Fog
Notations
Scattering
$ \sigma(x):scattering coefficient(often denoted by $ \sigma_s in many places)
$ \alpha(x): absorption coefficient (often denoted by $ \sigma_a in many places)
$ \kappa(x):=\sigma(x) + \alpha(x): extinction coefficient (often denoted by $ \sigma_t in many places)
$ \tau(x,y):= \int_x^y \kappa(p) \|dp\| = \int_0^{\|x - y\|}\kappa(x_t) dt with $ x_t := x + t \frac{y-x}{\|y -x \|}: optiocal depth
$ T(x,y):= \exp(- \tau(x,y)): transmittance (Beer–Lambert law)
Scene
$ p: surface position (what we want to render)
$ c: camera position
$ d := \| p - c\|: depth
$ v := (c-p)/d: view vector
$ x_t:= p + t v
Then
$ L_i(c, -v) = T(c,p) L_o(p, v) +\int_p^c T(x,c) L_s(x,v)\sigma(x) ||dx\|,
where
$ L_s(x,v) := \int_{S^2} \beta(v, w)L_i(x,w) dw with a phase function $ \beta (may vary with $ x).
constant$ L_s
Note that $ \frac{d \tau(x_t, c)}{dt} = \kappa(x_t) and $ \frac{d T(x_t,c)}{dt} = - T(x_t, c) \kappa(x_t).
The inscattering term is
$ - \int_0^d (T(x_t, c))' \frac{\sigma(x_t)}{\kappa(x_t)} L_s(x) dt = \int_0^d T(x_t, c) \frac{ d}{dt}\left( \frac{\sigma(x_t)}{\kappa(x_t)} L_s(x) \right) dt - [T(x_t,c) \frac{\sigma(x_t)}{\kappa(x_t)} L_s(x_t, v))]_0^d
If $ \frac{\sigma(x_t)}{\kappa(x_t)} L_s(x_t, v)does not depend on $ t, then $ \frac{ d}{dt} \frac{\sigma(x_t)}{\kappa(x_t)} L_s(x_t,v) = 0
so the in-scattering term equals to$ (1 - T(p, c)) L_s(p,v) holds.
Split-sum approximation (not verified)
$ - \int_0^d (T(x_t,c))'\frac{\sigma(x_t)}{\kappa(x_t)} L_s(x,v)dt \approx - \int_0^d (T(x_t,c))' dt \frac{1}{d} \int_0^d \frac{\sigma(x_t)}{\kappa(x_t)} L_s(x_t,v)dt
$ = (1 - T(p,c)) \frac{1}{d} \int_0^d \frac{\sigma(x_t)}{\kappa(x_t)} L_s(x_t,v)dt
Exponential fog
assumption
$ \alpha = 0 so that $ \sigma = \kappa,
$ \sigma does not depend on $ x (homogeneous medium),
then
$ \tau(x,y) = \|x - y\| \sigma and
$ T(x,y) = \exp(- \|x- y\| \sigma) = e^{-d \sigma}.
Further assume
$ \beta is uniform, that is, $ \beta = 1/4\pi and
$ L_i in $ L_{\mathrm{scat}} is constant, say $ c_{\mathrm{fog}}.

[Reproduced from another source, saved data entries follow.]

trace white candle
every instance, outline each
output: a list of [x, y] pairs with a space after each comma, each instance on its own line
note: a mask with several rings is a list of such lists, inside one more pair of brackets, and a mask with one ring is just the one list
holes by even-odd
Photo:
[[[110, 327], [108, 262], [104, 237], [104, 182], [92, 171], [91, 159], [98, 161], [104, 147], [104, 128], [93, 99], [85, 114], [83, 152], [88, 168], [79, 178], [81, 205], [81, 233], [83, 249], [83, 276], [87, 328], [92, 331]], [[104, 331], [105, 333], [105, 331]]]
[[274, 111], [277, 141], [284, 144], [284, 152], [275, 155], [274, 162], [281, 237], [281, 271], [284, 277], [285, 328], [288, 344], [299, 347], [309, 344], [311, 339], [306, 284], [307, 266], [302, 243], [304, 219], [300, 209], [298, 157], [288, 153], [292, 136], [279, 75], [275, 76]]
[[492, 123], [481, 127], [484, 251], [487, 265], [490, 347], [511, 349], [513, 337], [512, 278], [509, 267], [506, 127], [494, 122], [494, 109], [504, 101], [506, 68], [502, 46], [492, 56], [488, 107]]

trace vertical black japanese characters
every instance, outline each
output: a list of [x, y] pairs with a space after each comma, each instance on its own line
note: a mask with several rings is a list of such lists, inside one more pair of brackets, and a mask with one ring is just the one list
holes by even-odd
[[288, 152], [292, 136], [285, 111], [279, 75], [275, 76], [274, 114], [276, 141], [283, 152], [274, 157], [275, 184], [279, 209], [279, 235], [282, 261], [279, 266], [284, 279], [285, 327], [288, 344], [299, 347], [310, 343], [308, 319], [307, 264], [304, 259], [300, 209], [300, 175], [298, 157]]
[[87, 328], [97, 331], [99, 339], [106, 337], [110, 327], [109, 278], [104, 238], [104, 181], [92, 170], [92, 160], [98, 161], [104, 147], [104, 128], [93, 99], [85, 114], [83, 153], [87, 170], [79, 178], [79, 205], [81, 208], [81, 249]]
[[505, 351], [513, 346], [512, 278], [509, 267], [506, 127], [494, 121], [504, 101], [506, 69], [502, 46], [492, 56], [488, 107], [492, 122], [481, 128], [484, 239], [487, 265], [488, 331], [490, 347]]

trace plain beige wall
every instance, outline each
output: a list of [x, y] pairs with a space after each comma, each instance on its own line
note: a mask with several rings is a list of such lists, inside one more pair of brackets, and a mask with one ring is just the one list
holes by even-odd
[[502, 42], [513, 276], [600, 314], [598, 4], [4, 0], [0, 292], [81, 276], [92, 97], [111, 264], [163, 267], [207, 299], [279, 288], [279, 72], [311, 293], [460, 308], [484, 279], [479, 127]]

or $ L_i is given by some punctual light (e.g., directional ight)
Then
$ L_{\mathrm{scat}}(x,v) = c_{\mathrm{fog}}
and $ L_\mathrm{is}(p,v) = (1 - T(p,c)) c_\mathrm{fog}
$ \leadsto $ L_i(c, -v) = e^{-d \sigma}L_o(p,v) + (1 - e^{-d\sigma})c_{\mathrm{fog}}
In-Scattering for point lights
by Miles Macklin
Assumption:
consider only single scattering
$ \alpha, \sigma, \kappa are constant (homogeneous medium)
$ \beta = 1/4\pi (phase function is uniform)
$ L_i in$ L_{\mathrm{scat}}: given by a point light
at $ s
with intensity$ I
that is$ L_{\mathrm{scat}}(x,v) = \pi I/\|x - s\|^2, so the in-scattering term is
$ \int_0^d T(x_t,c) L_{s}(x_t,v)\sigma(x_t) dt = \int_0^d \frac{\pi I}{\|x_t - s\|^2} \sigma dt.
Note$ T(x_t, c) is omitted because we consider only single scattering.
The computation of the integral is done as follows:
$ \sigma \pi I \int_0^d \frac{1}{t^2 + 2 ((p-s)\cdot v)t + \|p-s\|^2} dt
Putting $ b = (p-s)\cdot v and $ c = \|p-s\|^2, the integral can be computed as:
$ =\sigma \pi I \int_0^d \frac{dt}{t^2 + 2bt + c}
$ = \sigma \pi I \int_0^d \frac{dt}{(t+b)^2 + (c-b^2)}
$ = \sigma \pi I \int_b^{b+d} \frac{du}{u^2+v^2} = \frac{\sigma \pi I}{v}(\tan^{-1} \frac{x-y}{1+xy})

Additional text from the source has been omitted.